Just hear what coach Bill Belichick said about his importance after the game
“He’s our leader,” said Belichick. “And we all follow him, we all respect him and he led the team today.”
Those are powerful words from a powerful man in the football world.
Well, we will find out next week or next month about Rob Gronkowski’s role in this offensive juggernaut. The affable Gronkowski was not laughing in the first quarter when the team doctor led him down the stairs behind the bench and into oblivion.
We soon found out that Gronkowski re-broke the forearm he originally broke while blocking on the extra point team at the end of a 59-24 blowout of the Indianapolis Colts on Nov. 18.
While Gronkowski is not on the Brady level of importance, he might be a close second.
All you have to do is look at his contract. For Belichick to offer somebody not named Brady, a 23-year-old at that, a six-year, $58 million deal says it all.
Gronkowski is a freak. He’s 6 foot 7. He’s very strong. He’s deceptively fast. And his hands might be his best trait. He is a matchup nightmare, which is very, very important in the Brady-run offense. At least 33 percent of the time, Brady will change a play, particularly when he has four or five receivers spread out, if he sees a matchup he wants to “expose.”
Gronkowski is too quick for the linebackers and too big and too strong for the defensive backs.
The Patriots won four of five games without Gronkowski, five of six if you include last night’s 41-28 win in which he was a non-factor before leaving midway through the first quarter.
But it was the loss to San Francisco, a legitimate Super Bowl contender, where his absence was glaring.
The 49ers led the Patriots 31-3 before Danny Woodhead (another injured player from the first quarter that didn’t return) scored on a six-yard run with 5:59 remaining in the third quarter.
Brady eventually found his niche that night, eventually tying the score, but Gronkowski’s absence, particularly his ability to catch the 20 to 30 yard pass straight down the middle of the field, was glaring when the Patriots were being dominated.
If you want to know the real reason the Patriots offense was anemic during the fourth quarter of last year’s Super Bowl loss to the New York Giants, look no further than the fact that Gronkowski (he badly sprained his ankle in the AFC Championship vs. the Ravens) was a shell of himself.
Last year, he had the greatest season ever for a tight end (1,327 yards, 17 TDs) and he was paid handsomely for it. It’s tough to take away 83 yards, three first downs and 1 TD a game. That was missing during the Super Bowl.
Well, here we go again. This time he won’t even be a decoy.
While stories had already circulated that Gronkowski was out for the rest of the playoffs with a broken arm, after the game, Belichick claimed he was in the dark.

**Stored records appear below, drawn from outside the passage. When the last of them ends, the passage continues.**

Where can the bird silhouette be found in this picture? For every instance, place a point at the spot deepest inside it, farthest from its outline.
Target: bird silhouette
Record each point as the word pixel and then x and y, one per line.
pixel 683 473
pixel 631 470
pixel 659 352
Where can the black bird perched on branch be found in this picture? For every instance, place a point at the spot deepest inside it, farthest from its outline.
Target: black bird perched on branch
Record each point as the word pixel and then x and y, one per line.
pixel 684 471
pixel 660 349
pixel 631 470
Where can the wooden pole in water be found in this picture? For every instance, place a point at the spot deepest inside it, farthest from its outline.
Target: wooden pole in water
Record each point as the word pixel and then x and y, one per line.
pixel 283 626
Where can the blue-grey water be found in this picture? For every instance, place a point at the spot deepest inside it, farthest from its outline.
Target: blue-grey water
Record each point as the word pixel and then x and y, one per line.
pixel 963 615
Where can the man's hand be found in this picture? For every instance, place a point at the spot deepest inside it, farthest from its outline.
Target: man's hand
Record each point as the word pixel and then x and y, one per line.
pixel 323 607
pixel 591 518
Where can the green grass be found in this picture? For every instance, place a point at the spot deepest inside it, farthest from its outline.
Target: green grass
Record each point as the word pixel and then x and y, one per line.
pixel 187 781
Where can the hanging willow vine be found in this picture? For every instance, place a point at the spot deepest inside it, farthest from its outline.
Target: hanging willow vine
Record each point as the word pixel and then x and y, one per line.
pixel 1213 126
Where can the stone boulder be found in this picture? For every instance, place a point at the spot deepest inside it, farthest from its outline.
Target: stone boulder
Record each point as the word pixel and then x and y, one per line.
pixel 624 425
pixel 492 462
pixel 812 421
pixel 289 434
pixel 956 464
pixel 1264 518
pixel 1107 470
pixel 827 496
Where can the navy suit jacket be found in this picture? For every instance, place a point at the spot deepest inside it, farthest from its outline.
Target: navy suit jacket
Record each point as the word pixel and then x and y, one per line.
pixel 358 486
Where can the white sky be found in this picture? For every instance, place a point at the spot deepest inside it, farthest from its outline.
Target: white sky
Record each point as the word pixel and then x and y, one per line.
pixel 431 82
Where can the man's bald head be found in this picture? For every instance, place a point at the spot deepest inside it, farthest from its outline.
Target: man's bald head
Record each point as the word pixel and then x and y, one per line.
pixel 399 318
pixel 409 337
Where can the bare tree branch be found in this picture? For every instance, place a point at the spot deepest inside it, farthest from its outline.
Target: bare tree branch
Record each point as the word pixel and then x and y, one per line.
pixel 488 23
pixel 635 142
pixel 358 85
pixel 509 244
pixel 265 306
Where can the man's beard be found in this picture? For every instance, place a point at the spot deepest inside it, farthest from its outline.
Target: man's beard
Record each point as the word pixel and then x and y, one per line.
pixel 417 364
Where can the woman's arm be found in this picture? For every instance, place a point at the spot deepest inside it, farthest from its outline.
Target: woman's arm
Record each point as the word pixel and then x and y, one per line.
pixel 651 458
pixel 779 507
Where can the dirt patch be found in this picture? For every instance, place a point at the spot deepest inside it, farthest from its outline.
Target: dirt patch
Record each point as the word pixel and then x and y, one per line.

He might as well had been asked to tell us his funniest Eric Mangini story.
“I’m not sure,” he said.
While Brady has a bevy of “weapons” at his disposal on offense, including Pro Bowl caliber wide receivers (Wes Welker and Brandon Lloyd), running backs (Stevan Ridley and Shane Vereen) and at tight end (Aaron Hernandez), they don’t have anyone as special as Gronkowski.
“Obviously, it’s a bummer to lose anybody,” said Brady, “but someone of Rob’s importance ... we need guys to step in and fill the void, whether it’s this game or any game after.”
In this case, easier said than done.